Charlotte may have spun words into her web, but some economists say data points can be just as expressive.

National Journal reported last winter on the Atlanta Federal Reserve Bank's new "spider chart" visualizing the labor market's progress. With the January jobs report just a few days away, let's check back in and see how things are moving.

 

The takeaway: The labor utilization indicators—which describe the situation for those who are unemployed—still stink and are further from precrisis levels than other parts of the job market right now.

A quick primer: The "spider chart" looks complicated at first glance. But, really, it's just a way of comparing several job-market indicators at once, and seeing how their progress stacks up. In this instance, the Atlanta Fed is looking at 13 different measures of job-market health.

 

The chart has two rings: One in the middle, which represents the recession-era low point for each indicator, and one on the outside, which represents the indicator's precrisis level. You can see how close each indicator is to getting back to where it was before the financial crisis by looking at its progress along the spoke.

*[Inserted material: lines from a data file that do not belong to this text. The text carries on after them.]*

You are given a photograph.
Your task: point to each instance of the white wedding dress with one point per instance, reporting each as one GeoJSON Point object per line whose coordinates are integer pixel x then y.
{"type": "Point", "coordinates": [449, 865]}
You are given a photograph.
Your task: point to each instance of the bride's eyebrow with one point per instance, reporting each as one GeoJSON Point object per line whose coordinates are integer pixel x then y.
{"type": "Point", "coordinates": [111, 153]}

It probably won't surprise you that the dark blue line representing the latest data is farthest from the outer ring, on the whole, for the part of the chart that includes the measurements of unemployment, a separate measure of people who aren't working but want to be, and of people who have to work part time for economic reasons, not personal preference. For these individuals, the recovery is moving at a snail's pace, even as employers are posting more job openings (seen on the opposite side of the chart).

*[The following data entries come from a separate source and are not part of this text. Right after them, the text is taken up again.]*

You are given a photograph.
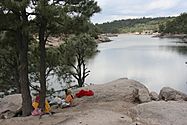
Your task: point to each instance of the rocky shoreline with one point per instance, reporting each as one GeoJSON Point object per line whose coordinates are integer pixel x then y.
{"type": "Point", "coordinates": [120, 102]}
{"type": "Point", "coordinates": [183, 37]}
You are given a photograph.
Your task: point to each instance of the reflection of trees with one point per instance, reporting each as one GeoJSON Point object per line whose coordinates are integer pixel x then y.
{"type": "Point", "coordinates": [179, 49]}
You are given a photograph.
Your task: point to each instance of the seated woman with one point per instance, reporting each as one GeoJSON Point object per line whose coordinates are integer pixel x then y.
{"type": "Point", "coordinates": [35, 104]}
{"type": "Point", "coordinates": [68, 99]}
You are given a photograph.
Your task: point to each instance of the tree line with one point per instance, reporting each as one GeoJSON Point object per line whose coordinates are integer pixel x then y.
{"type": "Point", "coordinates": [133, 25]}
{"type": "Point", "coordinates": [177, 25]}
{"type": "Point", "coordinates": [26, 25]}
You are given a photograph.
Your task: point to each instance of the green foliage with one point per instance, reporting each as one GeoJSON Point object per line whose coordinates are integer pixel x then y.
{"type": "Point", "coordinates": [74, 55]}
{"type": "Point", "coordinates": [8, 62]}
{"type": "Point", "coordinates": [133, 25]}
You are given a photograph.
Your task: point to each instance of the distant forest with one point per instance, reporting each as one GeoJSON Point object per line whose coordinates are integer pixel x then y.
{"type": "Point", "coordinates": [159, 24]}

When the Bureau of Labor Statistics releases its latest employment figures on Friday morning, reporters and politicians are likely to seize on two numbers: The unemployment rate and payroll growth. But these can be tricky figures to decipher, reflecting people departing the labor market rather than getting jobs, or showing weakness due to bad weather, respectively. Looking at a range of labor-market indicators, over time, is a good way to avoid falling into the trap of focusing too much on a single data point. But it's also important to remember that the Atlanta Fed's chart doesn't tell the whole story, either. Just a broader piece of it.